Consumer IQ

Dollar Store Groceries: What to Skip and What to Stock Up On

dollar bills

To cut your grocery bill, it may pay to think outside the supermarket. Specifically, consider the dollar store.

Dollar stores have been offering a wider variety of fresh produce, meats and other groceries in recent years.

True to the name, most items are priced at $1 or less and plenty also take manufacturer coupons. Most recently, the Dollar Tree chain started accepting them.

Grocery offerings at dollar stores vary, which means the quality does, too. Even at a dollar, some products might not be worth your cash.

We asked grocery experts and frequent dollar store shoppers for their take on which are worth testing.

Produce

Verdict: Buy

Prices are low and selection can be varied. It’s easy to find onions, celery, bananas and other staple fruits and veggies — sometimes even organics.

“At my local 99 Cents Only store, they had the 1-pound tubs of Earthbound Organics greens. The same ones were being sold next door at a large organic grocer for $4 to $5 – not 99 cents,” Erika Penzer Kerekes of InErikasKitchen.com.

But the selection gets picked over fast, so make sure you ask when the shipments regularly arrive.

Dairy products

Verdict: Buy — with caution

Amy Reiley, creator of EatSomethingSexy.com, says she’s seen yogurt as cheap as 4/$1 at dollar stores, as well as inexpensive milk, buttermilk and other dairy products.

“Just make sure not to buy more than you can eat before the items expire,” she says. “Dollar store dairy is often close to its expiration date.”

Frozen food

Verdict: Buy

“Frozen fruit at a dollar store seems to be the best price of anywhere, including supermarkets, drugstores, club stores and other alternatives,” says Teri Gault, chief executive of TheGroceryGame.com.

Other name-brand frozen foods can also be a good value, although supermarket prices come close and may even beat them — especially when there’s a sale or a coupon.

Spices

Verdict: Skip

Some spices lose their potency within months, even if they aren’t technically expired. “Some dollar store items are those that didn’t sell well at another store, so you could end up with old spice,” Reiley says.

Baking supplies

Verdict: Skip

“The per-unit price is often more than what you pay buying in bulk,” says Kendal Perez, a deals expert with CouponSherpa.com. “It’s better to buy these items in larger quantities.”

There are potential quality issues, too.

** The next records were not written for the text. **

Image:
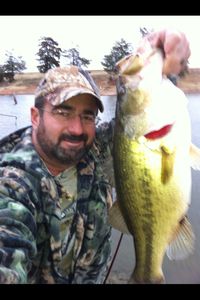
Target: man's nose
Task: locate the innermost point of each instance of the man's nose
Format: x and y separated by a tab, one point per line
75	126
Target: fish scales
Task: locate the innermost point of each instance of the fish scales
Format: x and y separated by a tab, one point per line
149	216
152	165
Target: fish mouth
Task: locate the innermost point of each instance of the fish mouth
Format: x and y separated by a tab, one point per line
157	134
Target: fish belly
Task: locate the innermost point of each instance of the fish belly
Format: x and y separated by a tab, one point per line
151	209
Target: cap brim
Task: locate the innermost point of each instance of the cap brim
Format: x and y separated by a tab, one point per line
67	93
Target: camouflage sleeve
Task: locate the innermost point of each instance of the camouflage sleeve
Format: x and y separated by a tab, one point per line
17	228
92	265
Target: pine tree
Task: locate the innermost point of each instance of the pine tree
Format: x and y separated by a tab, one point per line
12	66
74	58
119	50
49	54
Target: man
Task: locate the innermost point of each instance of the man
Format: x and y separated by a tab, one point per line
54	195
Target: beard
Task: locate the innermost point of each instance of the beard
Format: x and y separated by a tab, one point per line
62	155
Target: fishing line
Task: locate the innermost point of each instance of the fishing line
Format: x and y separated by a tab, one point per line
113	259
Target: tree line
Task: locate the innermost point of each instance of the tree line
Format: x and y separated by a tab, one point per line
49	55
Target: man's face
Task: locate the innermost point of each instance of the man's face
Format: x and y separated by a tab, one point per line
63	134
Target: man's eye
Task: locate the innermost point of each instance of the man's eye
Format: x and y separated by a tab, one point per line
63	113
90	118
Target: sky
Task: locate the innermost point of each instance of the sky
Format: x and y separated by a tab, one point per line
93	36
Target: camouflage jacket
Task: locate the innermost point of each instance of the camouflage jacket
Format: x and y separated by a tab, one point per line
30	213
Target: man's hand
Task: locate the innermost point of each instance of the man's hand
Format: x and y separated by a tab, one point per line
175	47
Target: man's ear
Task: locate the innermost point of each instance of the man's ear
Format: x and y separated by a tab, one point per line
35	117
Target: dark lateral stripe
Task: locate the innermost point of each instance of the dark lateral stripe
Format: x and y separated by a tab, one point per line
159	133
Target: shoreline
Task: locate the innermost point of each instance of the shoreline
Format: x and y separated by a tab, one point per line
26	83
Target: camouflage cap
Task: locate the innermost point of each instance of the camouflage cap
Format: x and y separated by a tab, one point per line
60	84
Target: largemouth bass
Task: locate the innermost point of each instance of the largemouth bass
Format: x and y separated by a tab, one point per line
152	157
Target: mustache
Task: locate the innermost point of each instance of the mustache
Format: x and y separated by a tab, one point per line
79	138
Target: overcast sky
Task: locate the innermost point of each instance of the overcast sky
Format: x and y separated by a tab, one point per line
93	36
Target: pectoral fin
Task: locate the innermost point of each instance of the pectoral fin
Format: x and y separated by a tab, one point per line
116	219
195	157
183	242
167	163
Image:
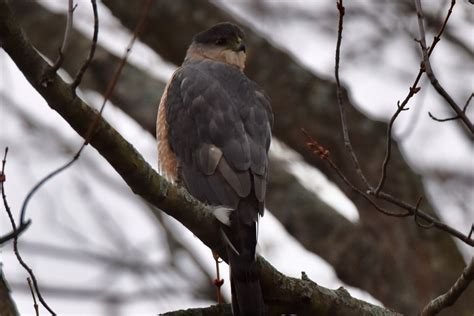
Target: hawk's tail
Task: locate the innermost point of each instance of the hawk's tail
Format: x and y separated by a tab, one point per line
247	297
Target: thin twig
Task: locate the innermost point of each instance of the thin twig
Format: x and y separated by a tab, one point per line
35	305
66	39
15	240
323	153
466	105
417	210
342	112
429	71
402	106
87	62
93	125
450	297
409	210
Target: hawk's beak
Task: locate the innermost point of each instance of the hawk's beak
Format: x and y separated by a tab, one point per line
241	47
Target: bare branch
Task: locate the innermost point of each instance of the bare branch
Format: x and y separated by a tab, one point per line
409	210
429	71
66	39
342	112
402	107
93	125
87	62
35	305
450	297
15	238
466	105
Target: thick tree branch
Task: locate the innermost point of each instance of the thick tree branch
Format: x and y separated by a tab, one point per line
282	294
450	297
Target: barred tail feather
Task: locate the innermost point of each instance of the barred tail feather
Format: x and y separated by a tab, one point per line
247	297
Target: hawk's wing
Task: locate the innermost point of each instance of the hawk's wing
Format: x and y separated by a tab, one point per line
220	130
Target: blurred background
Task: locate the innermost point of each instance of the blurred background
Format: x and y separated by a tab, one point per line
97	249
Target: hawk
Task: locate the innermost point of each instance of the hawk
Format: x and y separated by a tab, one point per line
214	131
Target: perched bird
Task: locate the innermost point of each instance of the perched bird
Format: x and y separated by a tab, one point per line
214	132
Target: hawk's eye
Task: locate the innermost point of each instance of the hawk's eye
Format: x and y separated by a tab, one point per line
220	41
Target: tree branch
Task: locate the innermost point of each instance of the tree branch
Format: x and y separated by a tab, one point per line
450	297
282	294
429	71
7	305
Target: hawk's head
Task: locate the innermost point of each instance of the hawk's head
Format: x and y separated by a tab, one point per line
224	42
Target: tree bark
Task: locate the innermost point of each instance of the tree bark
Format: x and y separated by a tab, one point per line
7	305
281	294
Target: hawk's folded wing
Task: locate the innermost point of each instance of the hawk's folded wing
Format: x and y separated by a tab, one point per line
219	127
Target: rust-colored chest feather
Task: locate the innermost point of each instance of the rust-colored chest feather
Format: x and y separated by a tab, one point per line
167	163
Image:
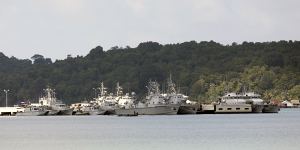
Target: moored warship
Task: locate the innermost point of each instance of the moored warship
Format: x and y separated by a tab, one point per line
154	104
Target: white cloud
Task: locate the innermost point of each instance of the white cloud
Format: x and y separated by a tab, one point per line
56	28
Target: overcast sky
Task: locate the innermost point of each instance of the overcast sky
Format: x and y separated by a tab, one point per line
55	28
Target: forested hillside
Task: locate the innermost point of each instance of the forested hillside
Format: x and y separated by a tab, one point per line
202	70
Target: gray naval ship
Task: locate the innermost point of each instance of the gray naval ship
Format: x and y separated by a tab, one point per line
33	110
54	106
255	101
154	104
174	97
106	103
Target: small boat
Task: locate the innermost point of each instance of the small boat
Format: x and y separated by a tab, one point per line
233	108
270	108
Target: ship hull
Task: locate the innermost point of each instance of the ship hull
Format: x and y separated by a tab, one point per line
270	108
157	110
187	109
33	113
257	108
233	108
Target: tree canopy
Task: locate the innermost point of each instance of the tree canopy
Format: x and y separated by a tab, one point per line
202	70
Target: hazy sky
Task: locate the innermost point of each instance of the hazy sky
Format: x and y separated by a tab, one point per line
55	28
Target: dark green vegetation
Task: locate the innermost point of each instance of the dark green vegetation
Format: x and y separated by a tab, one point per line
202	70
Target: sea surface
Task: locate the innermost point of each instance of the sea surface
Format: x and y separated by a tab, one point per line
179	132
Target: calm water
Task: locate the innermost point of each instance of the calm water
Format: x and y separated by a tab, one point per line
208	132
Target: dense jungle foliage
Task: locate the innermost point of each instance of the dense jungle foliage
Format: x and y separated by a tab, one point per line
202	70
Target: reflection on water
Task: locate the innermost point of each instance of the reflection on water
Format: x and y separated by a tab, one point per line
221	131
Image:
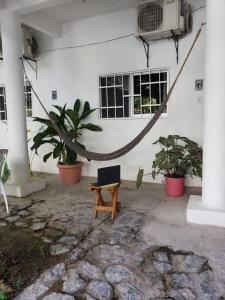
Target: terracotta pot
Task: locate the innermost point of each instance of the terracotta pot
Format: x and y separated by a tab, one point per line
70	174
174	186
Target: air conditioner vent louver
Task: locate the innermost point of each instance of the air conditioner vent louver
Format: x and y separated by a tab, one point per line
150	16
159	19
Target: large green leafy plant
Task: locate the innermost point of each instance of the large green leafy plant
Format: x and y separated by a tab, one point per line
178	157
71	122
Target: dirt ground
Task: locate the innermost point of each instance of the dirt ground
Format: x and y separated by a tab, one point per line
23	256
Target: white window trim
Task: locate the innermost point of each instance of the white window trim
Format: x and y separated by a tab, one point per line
133	73
28	117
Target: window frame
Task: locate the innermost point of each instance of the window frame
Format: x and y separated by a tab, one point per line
25	99
131	93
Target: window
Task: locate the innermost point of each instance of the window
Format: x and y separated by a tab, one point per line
3	113
132	94
28	102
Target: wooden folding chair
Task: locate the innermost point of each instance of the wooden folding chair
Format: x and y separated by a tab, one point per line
102	205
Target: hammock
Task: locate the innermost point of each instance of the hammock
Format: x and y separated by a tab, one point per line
125	149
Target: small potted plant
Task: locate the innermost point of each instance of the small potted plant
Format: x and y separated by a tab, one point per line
178	157
71	122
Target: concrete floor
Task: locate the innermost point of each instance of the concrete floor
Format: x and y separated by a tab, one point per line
165	222
167	219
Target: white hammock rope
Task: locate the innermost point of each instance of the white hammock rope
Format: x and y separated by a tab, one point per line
133	143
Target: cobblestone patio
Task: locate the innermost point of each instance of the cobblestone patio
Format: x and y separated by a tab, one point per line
105	260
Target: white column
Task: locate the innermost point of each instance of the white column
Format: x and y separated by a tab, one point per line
14	85
20	184
211	208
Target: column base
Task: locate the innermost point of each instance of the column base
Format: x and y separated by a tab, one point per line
24	189
199	214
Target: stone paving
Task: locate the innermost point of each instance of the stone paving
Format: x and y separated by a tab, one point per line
104	260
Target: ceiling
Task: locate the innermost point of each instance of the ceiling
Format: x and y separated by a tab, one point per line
79	9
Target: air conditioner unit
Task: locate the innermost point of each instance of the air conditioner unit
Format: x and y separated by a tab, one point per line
29	45
157	19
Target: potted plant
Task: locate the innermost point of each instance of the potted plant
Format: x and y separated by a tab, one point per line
71	122
178	157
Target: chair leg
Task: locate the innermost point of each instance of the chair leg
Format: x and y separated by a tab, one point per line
114	203
4	197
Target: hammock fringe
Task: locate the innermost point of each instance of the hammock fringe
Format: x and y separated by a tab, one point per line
125	149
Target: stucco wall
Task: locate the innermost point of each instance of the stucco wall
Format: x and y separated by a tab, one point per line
74	74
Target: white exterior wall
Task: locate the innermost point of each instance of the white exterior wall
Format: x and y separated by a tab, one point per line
74	74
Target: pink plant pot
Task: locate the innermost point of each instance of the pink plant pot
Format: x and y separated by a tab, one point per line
174	186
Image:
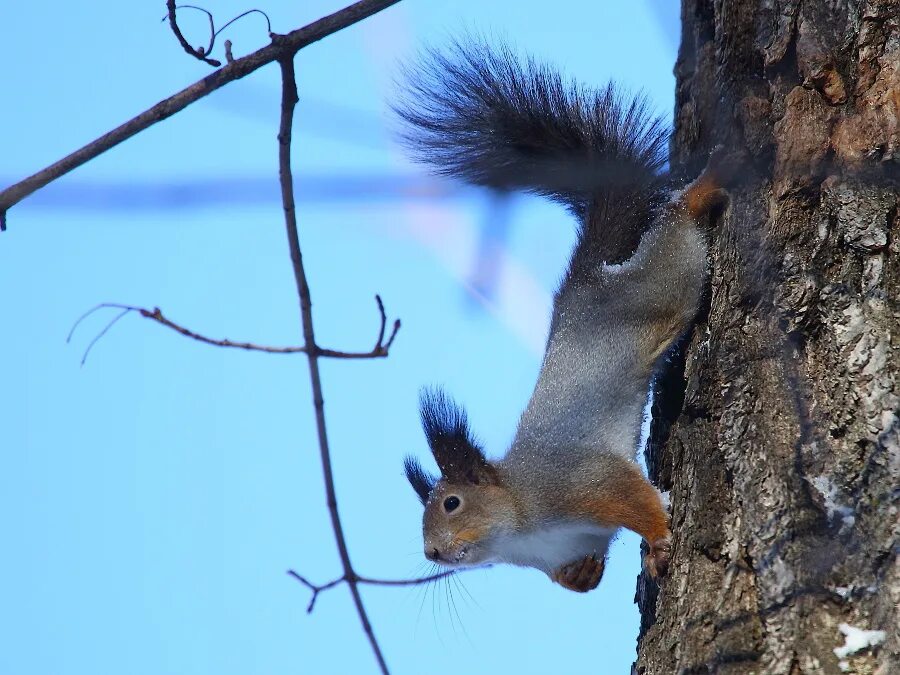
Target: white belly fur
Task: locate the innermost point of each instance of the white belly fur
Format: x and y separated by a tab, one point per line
554	546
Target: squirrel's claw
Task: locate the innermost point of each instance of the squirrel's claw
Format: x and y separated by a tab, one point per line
580	576
657	560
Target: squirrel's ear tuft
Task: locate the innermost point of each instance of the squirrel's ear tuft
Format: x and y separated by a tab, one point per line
457	453
422	481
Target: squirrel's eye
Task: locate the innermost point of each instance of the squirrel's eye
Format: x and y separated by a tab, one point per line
451	504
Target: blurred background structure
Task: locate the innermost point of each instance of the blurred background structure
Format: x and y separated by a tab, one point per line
151	501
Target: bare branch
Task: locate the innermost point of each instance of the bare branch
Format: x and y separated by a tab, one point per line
282	46
380	350
198	53
363	580
288	103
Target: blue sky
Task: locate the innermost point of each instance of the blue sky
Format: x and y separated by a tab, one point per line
152	500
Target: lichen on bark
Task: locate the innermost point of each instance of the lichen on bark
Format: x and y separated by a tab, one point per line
783	459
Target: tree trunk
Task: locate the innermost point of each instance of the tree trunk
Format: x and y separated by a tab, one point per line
783	459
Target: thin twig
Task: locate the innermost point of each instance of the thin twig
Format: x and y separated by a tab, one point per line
363	580
241	16
281	46
196	53
288	102
380	350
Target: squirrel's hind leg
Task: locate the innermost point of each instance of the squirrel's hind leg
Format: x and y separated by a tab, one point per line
625	498
582	575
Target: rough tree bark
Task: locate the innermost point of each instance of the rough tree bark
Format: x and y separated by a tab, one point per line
783	459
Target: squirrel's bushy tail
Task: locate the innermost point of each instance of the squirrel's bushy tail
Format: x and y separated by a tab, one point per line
491	118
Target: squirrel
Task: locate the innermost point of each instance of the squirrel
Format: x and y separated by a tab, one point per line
632	288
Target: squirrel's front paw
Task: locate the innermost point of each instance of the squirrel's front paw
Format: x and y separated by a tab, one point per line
582	575
657	560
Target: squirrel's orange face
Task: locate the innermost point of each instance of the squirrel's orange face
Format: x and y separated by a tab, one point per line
467	510
463	522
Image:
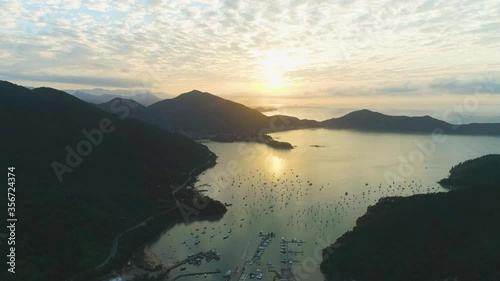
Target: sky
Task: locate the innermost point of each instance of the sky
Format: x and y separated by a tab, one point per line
294	49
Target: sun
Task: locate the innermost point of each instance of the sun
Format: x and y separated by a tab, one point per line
276	66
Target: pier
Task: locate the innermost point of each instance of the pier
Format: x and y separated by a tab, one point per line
195	259
197	274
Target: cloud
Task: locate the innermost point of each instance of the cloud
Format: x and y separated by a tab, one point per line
81	80
455	86
209	42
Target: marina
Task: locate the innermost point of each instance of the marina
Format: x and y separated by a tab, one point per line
295	195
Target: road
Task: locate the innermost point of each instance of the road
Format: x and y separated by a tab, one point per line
116	239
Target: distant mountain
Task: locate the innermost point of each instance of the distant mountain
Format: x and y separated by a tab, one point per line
83	175
98	96
366	120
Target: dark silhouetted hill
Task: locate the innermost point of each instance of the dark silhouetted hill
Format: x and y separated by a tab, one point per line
366	120
478	172
66	227
197	111
127	108
443	236
98	96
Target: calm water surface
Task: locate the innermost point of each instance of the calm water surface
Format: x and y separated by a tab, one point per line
313	193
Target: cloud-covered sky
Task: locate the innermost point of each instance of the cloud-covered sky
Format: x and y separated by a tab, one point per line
233	47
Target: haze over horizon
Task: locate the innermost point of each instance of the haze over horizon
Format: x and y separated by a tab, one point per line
292	49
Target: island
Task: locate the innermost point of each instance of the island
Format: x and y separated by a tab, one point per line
443	236
252	137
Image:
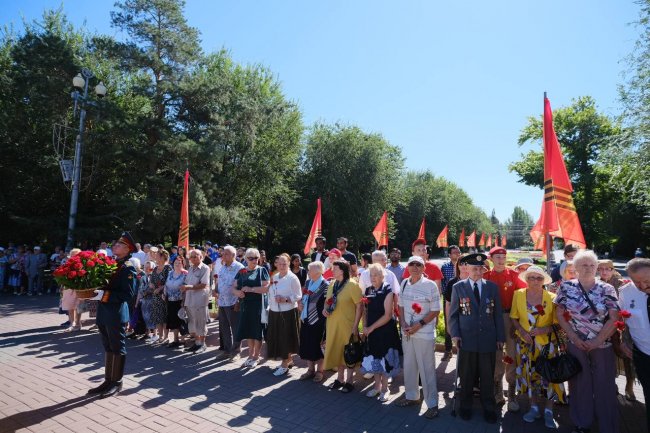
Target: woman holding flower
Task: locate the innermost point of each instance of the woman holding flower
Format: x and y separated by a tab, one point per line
343	312
533	316
312	322
587	310
282	335
380	330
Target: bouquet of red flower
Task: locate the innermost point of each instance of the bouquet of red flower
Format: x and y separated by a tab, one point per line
85	273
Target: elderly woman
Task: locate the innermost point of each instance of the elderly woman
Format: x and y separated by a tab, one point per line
252	284
533	316
197	294
587	310
380	330
282	335
609	275
312	322
343	312
174	298
157	281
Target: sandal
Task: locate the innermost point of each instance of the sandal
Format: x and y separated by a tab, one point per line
337	384
347	387
406	402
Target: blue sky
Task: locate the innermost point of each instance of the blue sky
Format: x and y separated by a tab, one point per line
451	83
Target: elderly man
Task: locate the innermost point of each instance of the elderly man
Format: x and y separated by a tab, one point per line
477	329
634	297
228	317
419	307
508	282
113	315
197	295
379	256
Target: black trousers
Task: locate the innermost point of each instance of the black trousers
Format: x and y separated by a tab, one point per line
114	338
642	366
471	365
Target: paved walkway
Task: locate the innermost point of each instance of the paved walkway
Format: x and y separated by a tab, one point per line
44	375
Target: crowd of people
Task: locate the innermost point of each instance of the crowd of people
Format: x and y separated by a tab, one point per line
500	319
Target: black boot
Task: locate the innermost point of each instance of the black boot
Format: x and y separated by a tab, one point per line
116	376
108	366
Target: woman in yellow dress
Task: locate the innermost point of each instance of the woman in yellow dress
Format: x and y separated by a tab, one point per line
533	315
343	310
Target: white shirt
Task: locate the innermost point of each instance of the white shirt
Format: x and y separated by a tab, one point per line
284	287
632	299
389	278
424	292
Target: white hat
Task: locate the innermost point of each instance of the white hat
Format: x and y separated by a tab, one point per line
417	259
536	270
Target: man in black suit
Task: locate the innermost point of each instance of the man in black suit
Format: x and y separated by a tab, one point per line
476	328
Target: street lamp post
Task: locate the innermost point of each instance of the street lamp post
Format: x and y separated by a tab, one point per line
80	82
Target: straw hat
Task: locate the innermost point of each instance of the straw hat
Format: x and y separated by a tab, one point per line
536	270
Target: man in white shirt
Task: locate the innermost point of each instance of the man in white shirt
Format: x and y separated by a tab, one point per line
634	298
379	256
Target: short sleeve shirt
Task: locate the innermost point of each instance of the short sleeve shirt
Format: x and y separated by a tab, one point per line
584	321
508	282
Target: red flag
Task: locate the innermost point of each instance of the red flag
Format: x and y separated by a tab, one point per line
471	240
442	238
380	232
184	230
316	230
558	216
421	234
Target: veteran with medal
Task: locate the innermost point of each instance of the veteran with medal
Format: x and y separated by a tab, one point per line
113	315
477	329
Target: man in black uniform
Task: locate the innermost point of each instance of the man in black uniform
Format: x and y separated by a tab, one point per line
113	315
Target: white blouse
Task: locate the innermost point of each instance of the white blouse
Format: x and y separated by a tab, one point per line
286	288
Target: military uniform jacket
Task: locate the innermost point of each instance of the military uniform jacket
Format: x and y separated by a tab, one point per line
479	326
113	308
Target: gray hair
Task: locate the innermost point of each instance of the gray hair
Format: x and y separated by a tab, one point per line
253	251
584	256
635	265
317	264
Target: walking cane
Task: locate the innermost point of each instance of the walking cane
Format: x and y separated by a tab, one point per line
453	407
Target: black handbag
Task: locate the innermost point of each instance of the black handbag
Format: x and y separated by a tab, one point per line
562	367
353	352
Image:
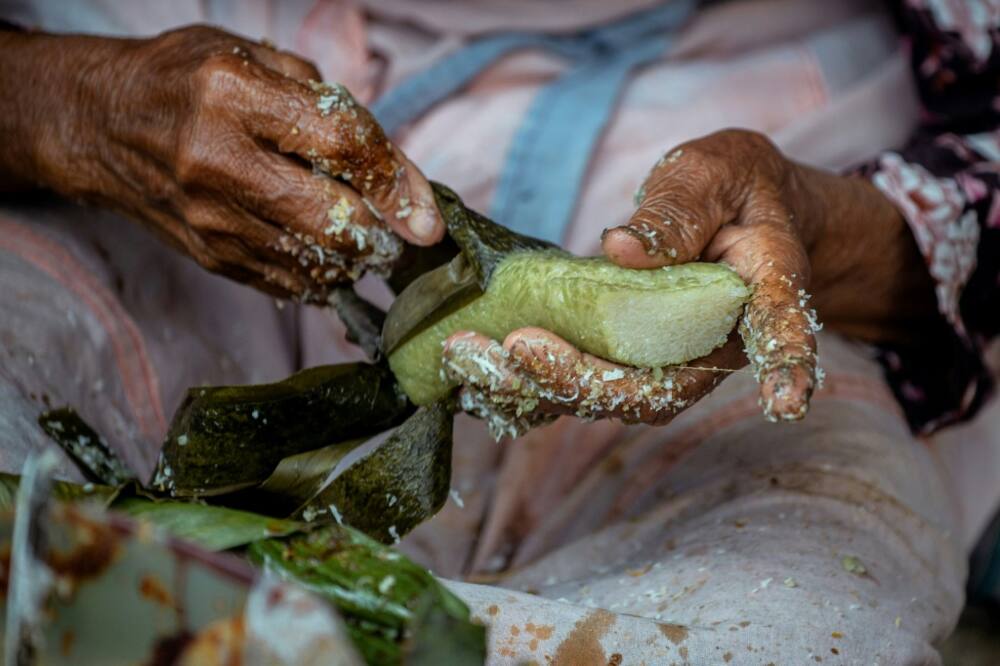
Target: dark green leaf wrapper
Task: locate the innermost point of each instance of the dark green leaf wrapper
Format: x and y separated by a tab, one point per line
226	438
396	486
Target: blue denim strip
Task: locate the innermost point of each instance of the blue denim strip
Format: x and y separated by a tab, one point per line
548	157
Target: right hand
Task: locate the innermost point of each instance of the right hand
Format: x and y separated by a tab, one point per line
235	154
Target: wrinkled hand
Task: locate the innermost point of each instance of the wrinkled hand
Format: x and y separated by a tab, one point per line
237	155
730	197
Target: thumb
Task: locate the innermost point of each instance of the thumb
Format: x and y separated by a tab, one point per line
680	208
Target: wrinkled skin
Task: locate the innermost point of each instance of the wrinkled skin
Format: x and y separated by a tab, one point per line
787	229
228	149
231	152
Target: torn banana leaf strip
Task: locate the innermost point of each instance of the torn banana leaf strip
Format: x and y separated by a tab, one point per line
396	486
226	438
363	320
483	242
380	593
297	479
211	527
85	447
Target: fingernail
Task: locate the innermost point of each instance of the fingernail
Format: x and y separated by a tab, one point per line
422	224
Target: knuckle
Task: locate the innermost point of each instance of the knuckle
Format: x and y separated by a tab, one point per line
217	76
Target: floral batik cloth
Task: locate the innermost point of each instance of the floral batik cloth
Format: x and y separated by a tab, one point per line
946	183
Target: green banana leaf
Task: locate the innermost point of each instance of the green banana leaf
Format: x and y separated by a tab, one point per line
383	597
211	527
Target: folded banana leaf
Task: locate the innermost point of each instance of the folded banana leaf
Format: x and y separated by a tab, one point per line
483	244
223	439
85	447
396	486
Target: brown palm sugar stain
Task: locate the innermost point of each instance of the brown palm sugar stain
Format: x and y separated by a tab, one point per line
583	645
674	632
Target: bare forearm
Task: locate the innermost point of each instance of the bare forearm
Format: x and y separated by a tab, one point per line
53	86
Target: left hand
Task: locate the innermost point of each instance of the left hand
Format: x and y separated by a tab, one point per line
730	197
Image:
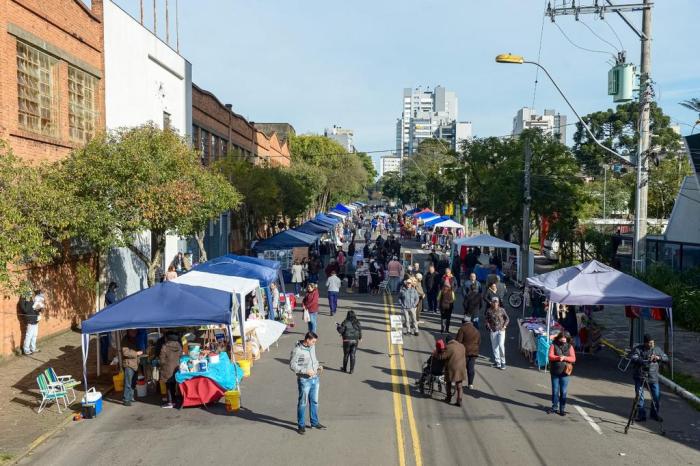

Many dry goods at dollar stores come from grocery freight auctions and often aren’t in great condition.

“Staples like baking mix and cake mix may not have been stored at 70 degrees or lower, making their contents rancid or less than fresh, even though the date on the package is still current,” Gault says.

Pasta

Verdict: Skip

“Dollar store pasta is usually a lousy buy,” Reiley says. “It’s often smaller [package sizes] than the pasta you’ll find at a grocery store sale for a dollar or even less.”

Canned goods

Verdict: Buy — with caution

“Many are off brands and tend to have sub-standard vegetables and fruit, more stems, and less quality food,” Gault says.

But Kerekes says she’s found success with canned dollar stores goods including canned organic pumpkin, canned organic tomatoes and coconut milk.

Frugal Foodie tip: Try one can before stocking up.

Candy

Verdict: Buy

“Candy, trail mix and mixed nuts are great buys at the dollar store, especially if you have the moral flexibility to smuggle them into your local movie theater,” Perez says.

She continues, “A regular-size box of Junior Mints will cost up to $4 at the cinema, whereas the big box is only a dollar at your local Dollar General or Dollar Tree.”